A limitation of this review is the assessment of DCE predictive ability, which is just one facet of external validity. Assessing the external validity of WTP estimates was beyond the scope of this review, whilst the external validity of WTP estimates have been robustly assessed in three systematic reviews and meta-analyses since 2004 [35,36,37]. In addition, included studies must have been able to define participants’ choice sets in the real world, implicitly limiting the scope of this review to predictions of choices within choice sets which can be represented consistently in a stable manner across real-world and hypothetical tasks, e.g., uptake of a test, but not adherence to a treatment over time.

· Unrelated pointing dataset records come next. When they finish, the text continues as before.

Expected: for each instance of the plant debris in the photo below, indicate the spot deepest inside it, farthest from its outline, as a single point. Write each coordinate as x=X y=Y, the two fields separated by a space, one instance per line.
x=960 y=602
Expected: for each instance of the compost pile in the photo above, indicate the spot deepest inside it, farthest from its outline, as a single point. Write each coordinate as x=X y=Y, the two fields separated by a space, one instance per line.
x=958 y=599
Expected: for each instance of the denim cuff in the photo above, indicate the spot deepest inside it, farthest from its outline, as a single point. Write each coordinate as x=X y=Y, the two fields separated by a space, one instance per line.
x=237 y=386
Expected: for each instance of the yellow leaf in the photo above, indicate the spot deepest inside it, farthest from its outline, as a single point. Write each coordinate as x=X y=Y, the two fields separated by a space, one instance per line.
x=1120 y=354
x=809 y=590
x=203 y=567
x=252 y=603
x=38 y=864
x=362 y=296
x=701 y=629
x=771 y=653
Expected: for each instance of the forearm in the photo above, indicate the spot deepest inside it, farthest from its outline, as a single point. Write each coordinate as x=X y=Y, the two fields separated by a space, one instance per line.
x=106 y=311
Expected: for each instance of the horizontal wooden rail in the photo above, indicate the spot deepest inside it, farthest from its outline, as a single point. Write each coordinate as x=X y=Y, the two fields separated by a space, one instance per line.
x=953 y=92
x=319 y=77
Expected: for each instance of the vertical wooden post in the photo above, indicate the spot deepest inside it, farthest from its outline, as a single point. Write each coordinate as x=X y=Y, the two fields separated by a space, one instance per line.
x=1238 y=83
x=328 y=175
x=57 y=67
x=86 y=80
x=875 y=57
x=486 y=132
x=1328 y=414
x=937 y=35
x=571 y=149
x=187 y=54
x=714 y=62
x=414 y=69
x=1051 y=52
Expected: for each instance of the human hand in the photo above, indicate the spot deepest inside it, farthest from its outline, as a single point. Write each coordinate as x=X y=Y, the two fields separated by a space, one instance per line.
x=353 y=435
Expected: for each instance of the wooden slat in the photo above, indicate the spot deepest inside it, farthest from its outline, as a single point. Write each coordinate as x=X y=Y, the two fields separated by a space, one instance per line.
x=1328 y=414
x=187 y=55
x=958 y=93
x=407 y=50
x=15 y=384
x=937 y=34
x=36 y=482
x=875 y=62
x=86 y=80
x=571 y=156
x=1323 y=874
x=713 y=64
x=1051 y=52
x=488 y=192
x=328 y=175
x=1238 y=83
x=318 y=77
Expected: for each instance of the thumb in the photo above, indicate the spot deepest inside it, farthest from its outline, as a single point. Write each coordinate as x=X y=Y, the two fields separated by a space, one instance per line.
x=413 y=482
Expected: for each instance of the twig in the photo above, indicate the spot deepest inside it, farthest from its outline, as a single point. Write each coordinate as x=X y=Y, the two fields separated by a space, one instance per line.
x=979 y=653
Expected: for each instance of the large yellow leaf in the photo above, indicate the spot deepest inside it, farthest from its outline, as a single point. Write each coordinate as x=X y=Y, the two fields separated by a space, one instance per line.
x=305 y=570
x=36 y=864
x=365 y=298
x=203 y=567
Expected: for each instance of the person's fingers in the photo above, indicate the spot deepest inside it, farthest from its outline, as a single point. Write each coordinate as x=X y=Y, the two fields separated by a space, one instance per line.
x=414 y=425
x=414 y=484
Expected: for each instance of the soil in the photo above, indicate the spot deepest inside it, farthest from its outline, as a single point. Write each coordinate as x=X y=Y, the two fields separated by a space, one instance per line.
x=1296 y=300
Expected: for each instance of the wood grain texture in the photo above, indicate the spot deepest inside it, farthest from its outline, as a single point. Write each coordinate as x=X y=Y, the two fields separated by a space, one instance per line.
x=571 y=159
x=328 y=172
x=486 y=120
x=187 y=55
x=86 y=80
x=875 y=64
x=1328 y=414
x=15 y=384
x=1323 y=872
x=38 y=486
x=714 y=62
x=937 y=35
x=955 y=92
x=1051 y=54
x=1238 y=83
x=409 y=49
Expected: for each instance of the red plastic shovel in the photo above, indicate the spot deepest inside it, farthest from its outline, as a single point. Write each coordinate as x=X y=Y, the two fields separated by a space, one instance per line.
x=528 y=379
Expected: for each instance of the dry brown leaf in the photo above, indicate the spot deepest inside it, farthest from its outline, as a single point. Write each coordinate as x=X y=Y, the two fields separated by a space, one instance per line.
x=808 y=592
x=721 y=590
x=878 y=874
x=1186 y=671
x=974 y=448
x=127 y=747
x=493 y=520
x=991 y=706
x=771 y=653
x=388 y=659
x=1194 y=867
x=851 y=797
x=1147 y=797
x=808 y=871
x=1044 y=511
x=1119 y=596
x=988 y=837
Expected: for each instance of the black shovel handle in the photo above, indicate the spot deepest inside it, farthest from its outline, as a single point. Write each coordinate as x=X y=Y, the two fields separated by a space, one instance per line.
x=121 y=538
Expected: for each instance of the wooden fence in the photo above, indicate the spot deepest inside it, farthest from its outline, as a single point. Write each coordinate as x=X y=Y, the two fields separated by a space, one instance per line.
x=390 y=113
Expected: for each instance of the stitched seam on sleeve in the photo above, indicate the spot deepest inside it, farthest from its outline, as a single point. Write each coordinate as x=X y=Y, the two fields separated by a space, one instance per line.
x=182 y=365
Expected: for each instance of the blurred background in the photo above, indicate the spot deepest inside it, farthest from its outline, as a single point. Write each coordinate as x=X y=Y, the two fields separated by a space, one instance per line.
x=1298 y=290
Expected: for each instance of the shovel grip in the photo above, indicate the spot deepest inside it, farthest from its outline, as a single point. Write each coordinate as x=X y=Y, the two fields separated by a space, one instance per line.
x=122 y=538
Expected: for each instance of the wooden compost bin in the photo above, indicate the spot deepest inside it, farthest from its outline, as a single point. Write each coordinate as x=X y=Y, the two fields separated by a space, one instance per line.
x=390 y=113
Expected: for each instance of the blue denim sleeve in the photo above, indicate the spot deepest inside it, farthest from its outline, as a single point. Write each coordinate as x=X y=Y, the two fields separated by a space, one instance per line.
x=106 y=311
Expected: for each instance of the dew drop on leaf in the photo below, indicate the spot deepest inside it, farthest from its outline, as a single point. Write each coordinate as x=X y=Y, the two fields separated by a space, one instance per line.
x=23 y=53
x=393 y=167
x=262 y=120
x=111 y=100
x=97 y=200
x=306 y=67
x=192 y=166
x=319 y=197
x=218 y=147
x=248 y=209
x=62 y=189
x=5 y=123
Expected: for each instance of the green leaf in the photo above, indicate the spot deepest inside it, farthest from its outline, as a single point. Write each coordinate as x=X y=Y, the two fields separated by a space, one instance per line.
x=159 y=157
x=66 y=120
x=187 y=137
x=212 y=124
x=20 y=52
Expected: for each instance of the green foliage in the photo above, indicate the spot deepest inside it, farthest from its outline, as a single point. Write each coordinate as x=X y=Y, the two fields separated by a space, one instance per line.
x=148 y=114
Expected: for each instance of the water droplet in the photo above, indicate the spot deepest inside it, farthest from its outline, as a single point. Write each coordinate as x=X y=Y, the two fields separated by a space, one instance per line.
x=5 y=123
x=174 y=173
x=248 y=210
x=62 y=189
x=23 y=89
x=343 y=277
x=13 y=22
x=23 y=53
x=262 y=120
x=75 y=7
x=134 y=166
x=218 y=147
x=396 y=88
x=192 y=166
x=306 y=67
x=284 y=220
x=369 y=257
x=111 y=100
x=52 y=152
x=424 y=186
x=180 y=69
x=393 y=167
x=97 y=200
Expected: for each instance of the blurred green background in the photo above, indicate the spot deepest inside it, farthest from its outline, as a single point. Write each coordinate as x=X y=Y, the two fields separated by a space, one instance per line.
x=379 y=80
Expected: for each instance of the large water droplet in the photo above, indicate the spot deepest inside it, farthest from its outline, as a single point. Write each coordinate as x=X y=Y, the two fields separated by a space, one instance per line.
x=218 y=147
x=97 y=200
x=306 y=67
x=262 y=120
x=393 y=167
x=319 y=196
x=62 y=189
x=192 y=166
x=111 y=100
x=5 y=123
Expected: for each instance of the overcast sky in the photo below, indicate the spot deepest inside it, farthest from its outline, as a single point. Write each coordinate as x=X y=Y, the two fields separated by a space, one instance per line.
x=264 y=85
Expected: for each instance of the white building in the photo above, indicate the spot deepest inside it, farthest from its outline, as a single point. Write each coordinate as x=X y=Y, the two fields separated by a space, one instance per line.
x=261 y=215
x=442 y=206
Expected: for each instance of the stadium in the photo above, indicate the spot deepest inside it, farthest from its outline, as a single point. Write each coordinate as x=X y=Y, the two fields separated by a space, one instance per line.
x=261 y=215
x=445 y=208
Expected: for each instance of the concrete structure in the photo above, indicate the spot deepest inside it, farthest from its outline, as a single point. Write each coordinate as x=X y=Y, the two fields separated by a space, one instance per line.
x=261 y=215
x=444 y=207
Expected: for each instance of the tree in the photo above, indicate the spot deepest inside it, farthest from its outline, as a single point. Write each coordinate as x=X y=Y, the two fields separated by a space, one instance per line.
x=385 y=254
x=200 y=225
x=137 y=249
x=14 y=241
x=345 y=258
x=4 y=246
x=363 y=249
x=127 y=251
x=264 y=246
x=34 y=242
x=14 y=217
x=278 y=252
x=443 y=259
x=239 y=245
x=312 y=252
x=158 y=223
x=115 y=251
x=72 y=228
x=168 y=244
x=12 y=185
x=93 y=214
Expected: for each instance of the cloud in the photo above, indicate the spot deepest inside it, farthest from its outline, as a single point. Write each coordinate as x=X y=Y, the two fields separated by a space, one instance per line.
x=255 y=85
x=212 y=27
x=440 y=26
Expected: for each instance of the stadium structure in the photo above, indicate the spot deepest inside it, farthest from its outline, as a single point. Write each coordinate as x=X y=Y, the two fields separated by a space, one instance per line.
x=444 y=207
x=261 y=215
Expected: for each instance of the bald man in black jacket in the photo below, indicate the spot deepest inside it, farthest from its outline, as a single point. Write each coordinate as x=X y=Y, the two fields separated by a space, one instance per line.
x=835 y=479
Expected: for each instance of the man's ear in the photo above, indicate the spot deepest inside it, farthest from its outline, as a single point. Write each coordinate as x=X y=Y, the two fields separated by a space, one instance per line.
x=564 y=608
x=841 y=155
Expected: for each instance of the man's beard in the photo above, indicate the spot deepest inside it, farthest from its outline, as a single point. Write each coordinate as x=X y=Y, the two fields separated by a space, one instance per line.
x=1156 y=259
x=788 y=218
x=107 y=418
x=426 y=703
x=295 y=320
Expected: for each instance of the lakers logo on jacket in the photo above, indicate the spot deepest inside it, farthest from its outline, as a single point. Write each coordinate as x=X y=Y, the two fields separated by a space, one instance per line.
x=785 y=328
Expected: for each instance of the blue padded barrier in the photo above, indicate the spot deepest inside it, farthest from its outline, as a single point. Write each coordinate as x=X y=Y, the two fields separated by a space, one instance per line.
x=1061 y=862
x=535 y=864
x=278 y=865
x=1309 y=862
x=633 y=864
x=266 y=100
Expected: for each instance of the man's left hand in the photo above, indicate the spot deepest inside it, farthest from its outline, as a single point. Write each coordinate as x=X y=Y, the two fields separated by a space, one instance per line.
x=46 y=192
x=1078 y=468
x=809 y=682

Although the sample size of included studies was incorporated in the standard error around pooled estimates, we are not able to account for potential publication or selection biases. The pooled sensitivity estimates are based on a multi-stage follow-up—participants must initially consent to participate in a DCE, then be successfully followed up to ascertain whether or not they engaged in a predicted behavior. A recent meta-analysis indicates that the response rates to DCE surveys are often relatively low, and vary according to contextual factors such as the number of attributes or population surveyed [68]. This review could not incorporate divergent choices from those who did not respond to DCEs in these samples, nor those who were lost to follow-up. Non-responders or those lost to follow-up may be systematically different from the included sample. Finally, we did not assess the internal validity of included studies. Although DCEs may vary in their predictive power absolute terms, the choice-modeling literature suggests that their ability to give reliable data on the relative impact of some factors on choices is much more robust.

Conclusions

This study sought to systematically review the external validity of DCEs and is the first to synthesize studies assessing the predictive ability of DCEs in health. Seven studies were identified as meeting the inclusion criteria, and a meta-analysis of six studies with individual-level data found that DCEs have moderate, but not exceptional, accuracy when predicting health-related choices. Pooled sensitivity and specificity estimates were 88% (95% CI 81, 92%) and 34% (95% CI 23, 46%), respectively. This review and meta-analysis suggests that DCEs can be useful in predicting real-world behavior, and provides important estimates of sensitivity and specificity which can be explicitly incorporated into impact and economic models. There is a substantial need for more evidence on how DCE predictions compare to real-world choices.